It's unfortunate because his leadership / sense of taste is what made Apple a powerhouse. Under Tim Apple, the software has languished. They're great at hardware and the software is far from great. What a shame.
He was a dick, but he had a good mind for products. He wasn't infallible, but he had a sense of taste that was useful in driving others who had greater skills than he.
Not an anecdote: he slashed a product line that was confusing and introduced a four quad chart: Laptop, desktop, consumer, pro. It didn't last (see MacBook Air among MacBook and MacBook Pro), but it was obviously better. If you're in such denial that he was a great leader during his second stint at Apple, I don't know what to tell you.
Yeah computers were doubling in speed every 18 months back then. And there were competing products oftentimes years before Apple put out their version. Apple primarily put a lot of polish onto the technological innovations that were happening at the time.
Don't get me wrong polish is really important. Apple didn't invent the MP3 player or the smartphone. But the MP3 players before the iPod were really fiddley and janky. BlackBerries had a downright primitive look and feel next to an iPhone.

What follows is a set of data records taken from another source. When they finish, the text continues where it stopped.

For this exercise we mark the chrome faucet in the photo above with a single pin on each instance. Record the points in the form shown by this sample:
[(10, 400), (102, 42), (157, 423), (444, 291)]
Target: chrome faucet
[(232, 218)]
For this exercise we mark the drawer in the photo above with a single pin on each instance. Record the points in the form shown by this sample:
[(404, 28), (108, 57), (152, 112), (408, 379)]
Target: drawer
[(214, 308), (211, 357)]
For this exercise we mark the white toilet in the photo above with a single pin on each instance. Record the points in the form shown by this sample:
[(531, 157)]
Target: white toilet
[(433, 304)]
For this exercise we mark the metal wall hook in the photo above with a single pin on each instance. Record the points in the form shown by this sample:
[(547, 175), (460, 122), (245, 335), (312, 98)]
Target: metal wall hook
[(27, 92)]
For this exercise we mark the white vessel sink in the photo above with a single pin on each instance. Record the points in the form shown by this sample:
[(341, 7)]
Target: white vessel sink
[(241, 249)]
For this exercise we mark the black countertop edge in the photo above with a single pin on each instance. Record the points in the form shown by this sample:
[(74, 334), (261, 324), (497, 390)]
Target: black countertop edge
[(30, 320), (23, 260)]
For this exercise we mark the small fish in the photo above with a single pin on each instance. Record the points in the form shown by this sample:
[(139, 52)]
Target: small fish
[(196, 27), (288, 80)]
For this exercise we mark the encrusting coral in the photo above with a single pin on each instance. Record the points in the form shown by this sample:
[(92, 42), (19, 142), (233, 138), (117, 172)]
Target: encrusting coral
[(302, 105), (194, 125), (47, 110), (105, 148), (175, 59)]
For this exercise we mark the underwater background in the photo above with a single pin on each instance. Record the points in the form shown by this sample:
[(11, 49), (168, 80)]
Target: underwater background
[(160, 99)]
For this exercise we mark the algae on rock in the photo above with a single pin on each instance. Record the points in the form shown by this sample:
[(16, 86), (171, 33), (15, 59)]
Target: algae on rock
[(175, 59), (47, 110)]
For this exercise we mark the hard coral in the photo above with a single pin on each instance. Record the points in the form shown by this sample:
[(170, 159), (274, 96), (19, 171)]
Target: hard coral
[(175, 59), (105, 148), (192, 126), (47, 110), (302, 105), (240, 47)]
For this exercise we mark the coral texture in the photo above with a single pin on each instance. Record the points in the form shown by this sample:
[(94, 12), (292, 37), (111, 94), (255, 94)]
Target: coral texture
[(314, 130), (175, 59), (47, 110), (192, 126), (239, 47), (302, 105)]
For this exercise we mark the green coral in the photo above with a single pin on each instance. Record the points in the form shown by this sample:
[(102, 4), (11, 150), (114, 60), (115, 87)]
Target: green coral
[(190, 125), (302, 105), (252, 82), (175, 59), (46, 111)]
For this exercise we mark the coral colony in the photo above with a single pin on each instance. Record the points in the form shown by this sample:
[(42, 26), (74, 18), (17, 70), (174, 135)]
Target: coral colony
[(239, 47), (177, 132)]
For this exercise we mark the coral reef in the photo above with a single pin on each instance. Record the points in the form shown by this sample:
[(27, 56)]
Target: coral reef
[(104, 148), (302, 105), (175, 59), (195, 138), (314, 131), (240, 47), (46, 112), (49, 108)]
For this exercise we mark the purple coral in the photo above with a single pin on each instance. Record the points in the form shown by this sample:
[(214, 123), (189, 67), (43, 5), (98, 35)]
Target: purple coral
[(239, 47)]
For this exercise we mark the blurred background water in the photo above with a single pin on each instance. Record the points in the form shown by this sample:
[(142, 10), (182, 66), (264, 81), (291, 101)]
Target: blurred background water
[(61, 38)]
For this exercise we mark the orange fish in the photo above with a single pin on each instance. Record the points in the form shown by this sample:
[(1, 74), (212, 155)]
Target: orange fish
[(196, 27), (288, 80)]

Also marketing... a lot of people didn't know MP3 players existed until they saw advertisements for the iPod.
He didn't create new products. He conducted the people who were creating new products and steered them. He wasn't a genius. He was good at guiding people who were.
I'm not saying Jobs was a genius, but he was skilled at leading product design teams that turned cutting edge hardware to practical applications that the market could understand.
And, in general, the market over the past few years has seen little hardware innovation.
What? Microsoft is putting an AI key on every keyboard! Now there's two keys to replace if you don't run windows. If that's not innovation, I don't know what is.